Linux Plumbers Conference 2014, Düsseldorf Docker and the Linux kernel Cristian S., Docker Inc. firstname.lastname@example.org
What is Docker ?
The Matrix From Hell
Another Matrix From Hell
Solution: the intermodal shipping container
Solution to the deployment problem: the Linux container
High level overview • Uses namespaces & cgroups • Runs on mainline kernels • Lower overhead than VMs • Can run a full system with an init or a single service/process • Snapshot based approach to build one image on top of another
Docker's code • Licensed under the Apache 2 license • There's no paid/premium/commercial version • Docker and its code are free and will be free • Lives at: https://github.com/docker/docker/
Use cases • Application development, testing, packaging & deployment • PaaS/SaaS/cloud infrastructure • Application & service isolation • Stress testing & benchmarking (including the Linux kernel)

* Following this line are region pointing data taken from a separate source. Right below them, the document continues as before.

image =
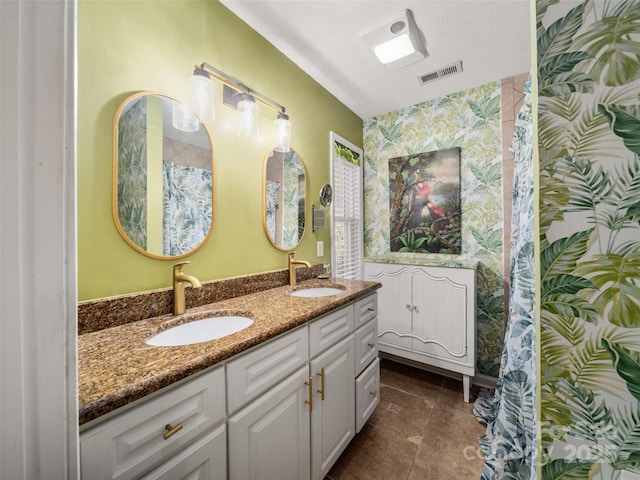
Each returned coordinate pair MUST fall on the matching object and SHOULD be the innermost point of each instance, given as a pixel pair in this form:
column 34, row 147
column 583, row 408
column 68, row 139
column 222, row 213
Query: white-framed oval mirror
column 284, row 199
column 162, row 177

Under the hood • Exec drivers provide the execution environment (virtualization/container tech) – native (libcontainer based) and LXC – are platform dependent – native is the default • Graph drivers are the storage providers – aufs, devicemapper, btrfs and vfs – vfs shouldn't be used (only used by the tests by default) – PRs open on GitHub for ZFS and OverlayFS • Existing graph & exec drivers only support Linux
Kernel requirements • Kernel 3.8 is the absolute minimum (except RHEL's 2.6.32) • Stable & supported kernels >= 3.10 are recommended • BTRFS has special requirements • Kernel configuration can be checked using https://raw.githubusercontent.com/docker/ docker/master/contrib/check-config.sh
AUFS graph driver stability & performance • Operations with containers are faster than devicemapper & (sometimes) btrfs • Known problems – Stale NFS file handle, cap_set_file, invalid argument on mount – Causes troubles on btrfs, remote file systems and many file systems which aren't ext3/ext4 – Direct IO problems & poor performance for IO intensive workloads • Limitations – Requires aufs-tools for auplink to dereference hard links – No support for hard links across layers – Limit of 127 layers – Can't be used on Fedora/RHEL/all systems which don't apply AUFS patches and don't ship aufs-tools • AUFS is developed outside of the mainline kernel tree • Update the kernel using distro updates
Devicemapper graph driver stability & performance • Uses loopback mounted block devices by default • Allows EXT4 or XFS to be used • Known problems – EBUSY errors (fix to be tested) – Potential file system corruption bug with ext4 ● Might be caused by loopback mounted block devices – Older kernels: space not freed when freed on the file system, various kernel errors and problems • Limitations – Devicemapper requires configuration of the storage to avoid the use of loopback mounted block devices • Update the kernel using distro updates
btrfs graph driver stability & performance
• BTRFS bugs are a problem for Docker • Using the RAID like features of BTRFS is likely to cause data loss • Known problems – Data can be corrupted if exotic mount options are used – Kernel 3.8 & older than the latest stable kernels can cause data loss & corruption – The file system becomes slower the more data is written & stored on it – Performance degrades quickly & fragmentation is a problem – Balancing the file system to fix fragmentation could trigger some bugs • BTRFS is used automatically if Docker's root folder is on BTRFS • Update the kernel using distro updates • Using the latest minor version of supported kernels is recommended
Performance & stability
• Generally speaking, the kernel has been stable – Fixes have been made to file systems, namespaces, cgroups, netfilter, aufs, btrfs, devicemapper and other kernel components – Recent kernels and the newest minor versions of LTS kernels have fixed a lot of problems, including devicemapper and btrfs problems – Some PID 1 issues are still being discussed – Changes around the cgroups and the namespaces have been made; this has also helped improve stability for containers • Performance is actively being studied – Docker's code has been improved to use less memory & be faster – Performance needs to be studied on the kernel side to achieve better scalability by a) making fewer syscalls in Docker where possible, b) making those syscalls faster in the kernel
• Avoid running kernels no longer supported by your Linux distribution (kernel 3.8 lts- raring from Ubuntu 12.04.x) • Open Docker issues on github; post errors (full kernel panics, btrfs check output, Docker daemon logs, `docker info`, `docker version` and `uname -a` output) when encountering errors • File bug reports with your distribution
What can Docker do for the kernel?
• Can be used to test the kernel's stability and evaluate its performance • Changes made to the kernel can be tested easily against Docker • Can be used to test the running kernel to avoid breaking user space compatibility • Makes it simple to mix workloads for stress testing and performance testing • Exposes some hard to trigger kernel problems
What can a kernel developer do with Docker?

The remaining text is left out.